13 février 1997 |
Jusqu'au 24 février, le Musée du Québec propose un clin d'oeil rétrospectif de l'oeuvre de Richard Mill, professeur à l'École des arts visuels.
"Il m'est déjà arrivé de commencer une toile le matin et de la vendre le soir, confie Richard Mill. Ça, c'est l'état de grâce. En revanche, il peut parfois s'écouler un an avant que je termine un tableau; chacun possède une genèse différente." Sur l'un des murs de l'atelier où vit et travaille l'artiste, deux tableaux inachevés témoignent de ce questionnement constant sur ce qui est, sur ce qui pourrait être, en un mot, sur tous les possibles imaginés et imaginables.
En même temps, Richard Mill affirme avoir - et voir - le tableau dans sa tête avant même d'y avoir déposé la moindre touche de couleur: "Le temps de réflexion se compte en mois mais le temps d'action, lui, est plus rapide. Une fois que je sais ce que je vais faire, je me laisse complètement aller. Mon travail est gérée par une idée: faire des écarts dans un cadre"
"Les tableaux de Richard Mill procèdent essentiellement d'un discours sur et autour de la peinture", explique Michel Martin, commissaire de cette exposition consacrée à l'artiste, dans la brochure publiée pour l'occasion. "Cette peinture, en quelque sorte prise au pied de la lettre, se présente donc à celui qui la regarde non pas comme l'image figée d'une réalité qui lui est autre, mais bien comme l'élan d'un mot, d'un échange, d'une émotion qui passe par la forme, la matière, la couleur, la texture, la ligne, voire le signe, et que nous sommes conviés à décoder et à partager."
Au-delà du tableau
Véritable livre ouvert sur l'évolution de ce peintre abstrait,
l'exposition comporte sept tableaux de grande dimension, réalisés
de 1973 à 1996. Il y a ce large tableau noir bordé de masking
tape, qui correspond à l'époque où la théorie
minimaliste, alors en vogue chez les peintres américains ("Less
is more"), exerçait une véritable fascination chez lui.
Délaissant cette approche un peu trop "cérébrale",
Richard Mill poursuit sa quête, dans cette volonté d'explorer
les limites de cet univers qu'il porte en lui. Au coeur de sa peinture apparaissent
parfois certaines figures dont il ne fait aucun mystère; ainsi ce
tableau-objet évoquant une sorte de paradis perdu où l'oeil
devine sans peine un ange descendu du ciel. Une autre toile laisse entrevoir
une forme humaine sortant de la pénombre et dont les bras se tendent
vers la lumière.
"Je tente de donner plusieurs portes d'accès au spectateur, explique Richard Mill. Le fait que mes tableaux soient immédiatement abordables permet d'aller plus loin, de passer tout de suite à un autre niveau. Mais peu importe le sens, ce qui compte pour moi réside dans le langage des couleurs et de la forme." Les tableaux de cet artiste qui a joué un rôle de premier plan dans l'histoire de la peinture abstraite des 25 dernières années au Québec se présentent comme des écrans - sorte de trouées sur le monde - présentant deux parties distinctes, comme si l'artiste avait voulu opposer deux univers: "Cela délimite l'espace et la structure du tableau. Je pense qu'un tableau fonctionne bien quand l'oeil l'accepte d'emblée."

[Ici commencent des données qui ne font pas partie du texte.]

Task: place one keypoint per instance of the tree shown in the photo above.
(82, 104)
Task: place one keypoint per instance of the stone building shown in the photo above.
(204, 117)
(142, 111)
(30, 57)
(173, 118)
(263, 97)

Récipiendaire du prix Videre, prix des arts visuels pour la région de Québec en 1995, Richard Mill a commencé à enseigner à l'École des arts visuels de l'Université Laval en 1971. En 1978, le Musée du Québec a organisé, conjointement avec le Musée d'art contemporain de Montréal, une première exposition individuelle consacrée aux tableaux de la première période de l'artiste, de 1973 à 1977. Depuis, ce diplômé de l'Université Laval a exposé en France, en Belgique, au Canada et dans les principaux musées du Québec.
À travers son oeuvre, cet homme simple et attachant affirme n'avoir aucun message particulier à livrer, visant plutôt une meilleure connaissance de lui-même et de l'Homme. C'est cette même démarche qui guide son enseignement avec ses étudiants depuis un quart de siècle. "Le plus important est qu'ils partent de leurs tripes et qu'ils découvrent ce qu'ils ont en eux. Par la suite, il faut les aider à structurer leur travail."
Le Musée est ouvert du mardi au dimanche, de 11 h à 17 h 45, le mercredi jusqu'à 20 h 45.